Transgender people can have a variety of reproductive parts, depending on their assigned sex at birth and their gender identity.

⦁ Transgender men who were assigned female at birth may have ovaries, a uterus, and a vagina. They may also have a cervix, but this is not always the case. Some transgender men choose to have surgery to remove their reproductive organs, while others may choose to keep them.

⦁ Transgender women who were assigned male at birth may have testicles, a prostate gland, and a penis. They may also have a scrotum, but this is not always the case. Some transgender women choose to have surgery to create a vagina and vulva, while others may choose to keep their reproductive organs.

It is important to note that not all transgender people choose to have surgery to change their reproductive parts. Some transgender people may be content with their assigned sex at birth, while others may feel that surgery is necessary to live their lives authentically.

There are a number of different surgical procedures that can be used to change reproductive parts. These procedures can be complex and expensive, and they should only be performed by a qualified surgeon.

If you are transgender and are considering surgery to change your reproductive parts, it is important to talk to a doctor or other healthcare provider to discuss your options. They can help you understand the risks and benefits of surgery and make sure that it is the right decision for you.

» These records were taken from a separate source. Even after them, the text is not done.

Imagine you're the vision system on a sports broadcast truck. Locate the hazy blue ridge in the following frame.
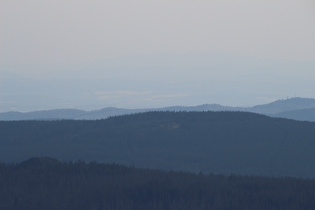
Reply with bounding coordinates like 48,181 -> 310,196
0,97 -> 315,121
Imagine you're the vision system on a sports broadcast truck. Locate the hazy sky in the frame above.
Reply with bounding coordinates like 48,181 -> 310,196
0,0 -> 315,112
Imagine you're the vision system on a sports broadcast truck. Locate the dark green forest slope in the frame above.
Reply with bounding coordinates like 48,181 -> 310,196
0,112 -> 315,177
0,158 -> 315,210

Here are some resources that you may find helpful:
⦁ The Trevor Project:
⦁ Trans Lifeline:
⦁ World Professional Association for Transgender Health:

Transgender reproductive parts can refer to the external genitalia and reproductive organs that are associated with an individual’s affirmed gender identity, rather than their assigned sex at birth. Here’s a brief overview:
⦁ Male-to-Female (MTF) Transgender Reproductive Parts:
⦁ External Genitalia: MTF individuals typically undergo hormone therapy, which can result in some changes to the external genitalia. However, hormone therapy alone does not change the structure or function of the penis. For surgical options, MTF individuals may consider procedures such as vaginoplasty, which create a neovagina using the penile and scrotal tissue, along with other techniques to create labia and a clitoral structure.
⦁ Female-to-Male (FTM) Transgender Reproductive Parts:
⦁ External Genitalia: Testosterone hormone therapy can lead to the development of masculine characteristics, including enlargement of the clitoris, increased libido, and potential growth of facial and body hair. For surgical options, FTM individuals may consider procedures such as metoidioplasty or phalloplasty. Metoidioplasty involves releasing the clitoral hood and repositioning the enlarged clitoris to simulate a small penis. Phalloplasty involves constructing a penis using various techniques, including tissue grafts or implants.

It’s important to note that transgender individuals have different preferences and goals regarding their transition and may not pursue all available options. Transitioning is a personal journey, and the choices individuals make regarding their reproductive parts depend on various factors such as their desired physical outcomes, medical considerations, and personal circumstances.